Fatigue ou plus grande pugnacité de ses opposants ? La fin de débat a été plus délicate pour Macron, notamment ciblé par Fillon et Le Pen qui se mettent à souligner les aspects flous de son programme, la candidate FN en particulier, laquelle, concernant un passage sur l’Europe de la défense, déclare : « Monsieur Macron, vous avez un talent fou. Vous parlez pendant sept minutes et je suis incapable de résumer votre pensée. Vous n’avez rien dit, le vide intégral (…) Un petit peu de ceci, un petit peu de cela, vous êtes incapable de trancher. On ne sait pas ce que vous voulez. Je trouve cela très inquiétant ». Macron : « Contrairement à vous, je ne veux pas pactiser avec Poutine (…) Je veux une politique forte et responsable ». Le Pen : « Ça ne veut rien dire, ça, forte et responsable … »

 

Marine Le PenComme tous les candidats (sauf Mélenchon), Marine Le Pen a connu une soirée inégale. Ses moments forts, elle les a connus lorsqu’elle pouvait s’exprimer sans être interrompues ni contredites. Dans de telles circonstances, son discours apocalyptique-choc, bien rôdé et jouant sur l’exaspération des gens est efficace et fait mouche auprès de ceux qui se sentent concernés. Plus faible en revanche a-t-elle été dès lors que les débats devenaient plus précis, plus techniques, devant parfois s’effacer et laisser ses rivaux discuter entre eux (même si elle tenta de s’en vanter en déclarant ne pas avoir voulu intervenir dans un débat entre « ultra-libéraux »).

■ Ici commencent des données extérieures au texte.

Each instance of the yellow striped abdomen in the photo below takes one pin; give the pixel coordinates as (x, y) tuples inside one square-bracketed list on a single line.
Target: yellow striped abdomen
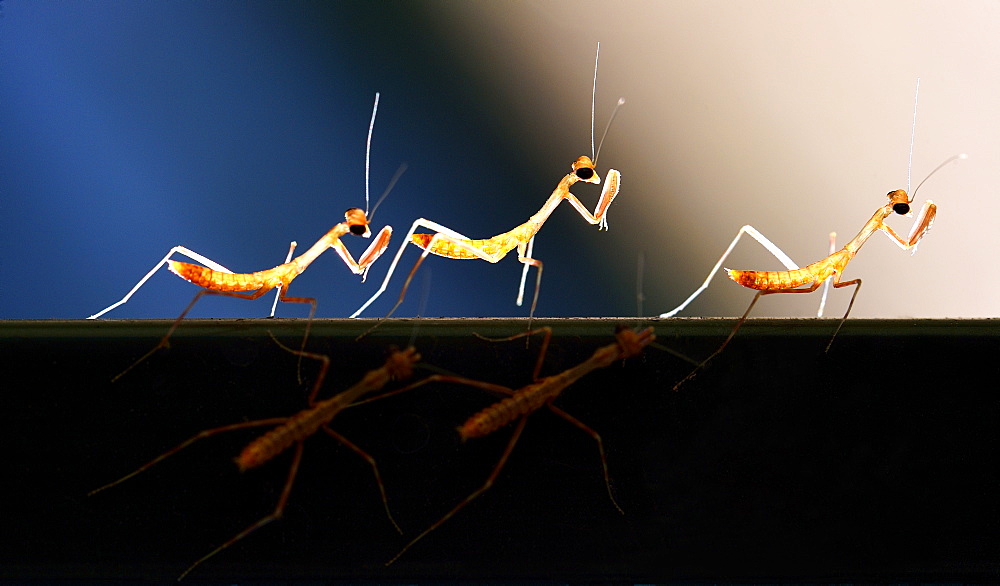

Ses attaques ad hominem connurent quant à elles des fortunes diverses. A deux reprises au cours de la première partie d’émission elle tenta de s’en prendre à Macron, d’abord sur le burkini où elle l’apostropha directement, puis sur son parcours professionnel, où elle joua le coup à l’insinuation. Dans les deux cas, la réplique fut immédiate et la déstabilisa visiblement, Macron marquant des points en montrant clairement que, si elle s’aventurait sur ce terrain-là, elle avait tout intérêt à avoir de bonnes munitions si elle ne voulait pas être expédiée dans les cordes. Plus réussie fut en revanche sa dernière attaque en fin de soirée, lorsqu’elle accusa Macron de parler pour ne rien dire, « le vide intégral, un petit peu de ceci, un petit peu de cela » et ne le laissa cette fois pas avoir le dernier mot.

Le Pen eut également sa dose de prises à parties personnelles, venues de tous les côtés, de Mélenchon en particulier. Cela ne la dérangea pas outre mesure, elle qui en profita au contraire pour être mise en lumière. Elle joua aussi bien le coup en s’emparant de thèmes compassionnels comme le handicap et l’autisme, dont elle voulut donner l’impression qu’elle était la seule à les prendre en compte, même si ses adversaires réagirent en déclarant que tout le monde était d’accord là-dessus.

 

Jean-Luc MélenchonDe tous les candidats, Jean-Luc Mélenchon a été le plus constant, faisant preuve de verve et ne connaissant aucun temps faible. A-t-il pour autant connu de véritable temps forts ? Oui et non, en fait, Mélenchon est sorti du lot par ce qui fait son style caractéristique, des prises de paroles enlevées où pointait une indignation que, cette fois, il parvenait à ne pas rendre écrasante, et des réparties imagées et teintées d’humour, qui ont suscité des rires et lui ont attiré de la sympathie (p.ex. le « il faut bien qu’il y ait un débat » lors d’un échange entre Hamon et Macron ; le « votre pudeur de gazelle » à propos de la journaliste évoquant du bout des lèvres les affaires ; etc. cf. infra).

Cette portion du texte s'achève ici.